わかばちゃんに聞いたら、この森にもあるって。
「生姜は、道端に生えてるの?」
「そうだよハル、生姜は道端に生えてる。」
「へー。」
生姜は、自生しているのかな?
「ああ、あいつらは道端に生えてるな。」
「ふわまろ、あいつらって・・・。」
僕がケラケラ笑っていたら、ふわまろが言った。
「ほら、おいでなさった。」
へ? 僕が呆然としていたら、ふわまろが剣を抜いた。
僕は、ただつられて杖を構えたんだ。
そうしたら、道端から生姜が飛び出してきた。
「ハル、生姜は道端に生えていて、旅人を襲う。」
あれ? 生姜ってモンスターだったっけ?
「まあ、弱いから気ぃ抜けへんかったら大丈夫やけどな。」
言いながらふわまろが、剣を振るうと生姜のモンスターが切られて動かなくなっていた。
「ハル、生姜を採取しないの?」
わかばちゃんが、尋ねてくるけど、えー・・・これをすり下すの?
戸惑っていると、ふわまろが生姜のモンスターの片手を切り落として、飛び出してきた地面にまた植えている。
何その、畑に植えたネギを抜かずに、使う分だけ切り取ると、また生えてくるみたいな対処法は。
なんて言ったらいいかわからなくて、戸惑っている僕にしょうがないなぁという感じでわかばちゃんは近づいてきて言った。
「ハル、ジンジャーが飛び出た近くに、生姜が生えてるからこれを使えば良いよ。
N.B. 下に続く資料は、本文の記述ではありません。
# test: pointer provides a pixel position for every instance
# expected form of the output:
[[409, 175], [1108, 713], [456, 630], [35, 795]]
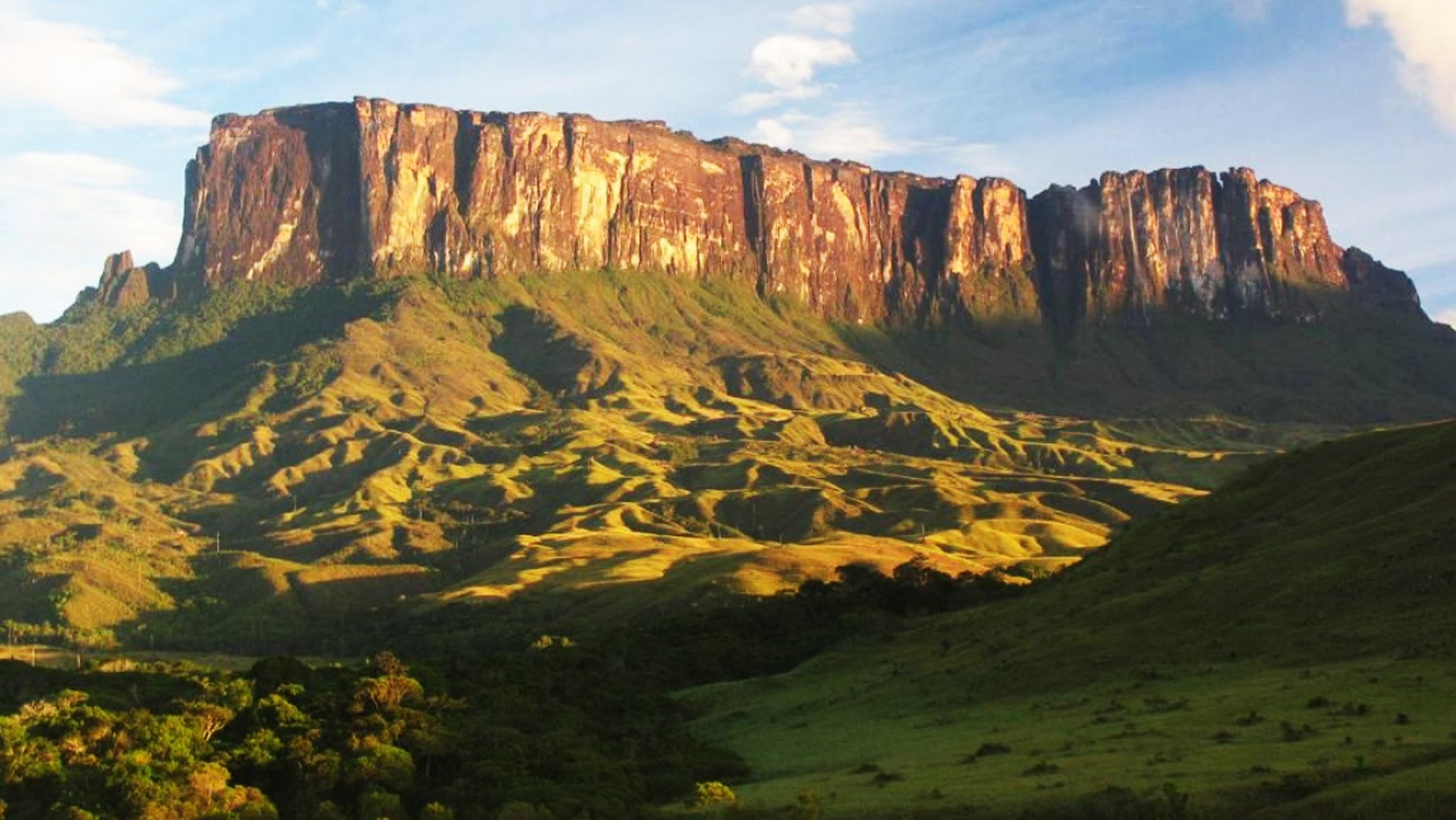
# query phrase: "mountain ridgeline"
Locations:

」
へ? 近く? 見ているとふわまろが植え直したジンジャーの横に生えている植物を抜いて見せてくれた。
「あ、生姜だ。」
「へ? 生姜を取りに来たんやないん?」
「いや、だって、ふわまろがジンジャーの手を切り落としたからそれが生姜なのかと・・・。」
「ああ、これは酒に入れると美味いって時々依頼がかかるから念の為や。」
うん、確かにモンスターって美味しいのいるよね。でもね、ふわまろ、初見で紛らわしい事しないでね。
「後は、はちみつってあったっけ?」
「ハル、はちみつは季節じゃないから、ストックから使う?」
「ストックがあるの?」
「マジックバッグに入ってる。」
わかばちゃんは、自分のポシェットをポンポンと叩く。
「ありがとう、わかばちゃん。あとは、薬草かな?」
身体が暖まって、美味しいのに、体力も回復するなんて素敵なホットジンジャーじゃない?
僕達は、もう少しホットジンジャーの材料を集めてから森を後にした。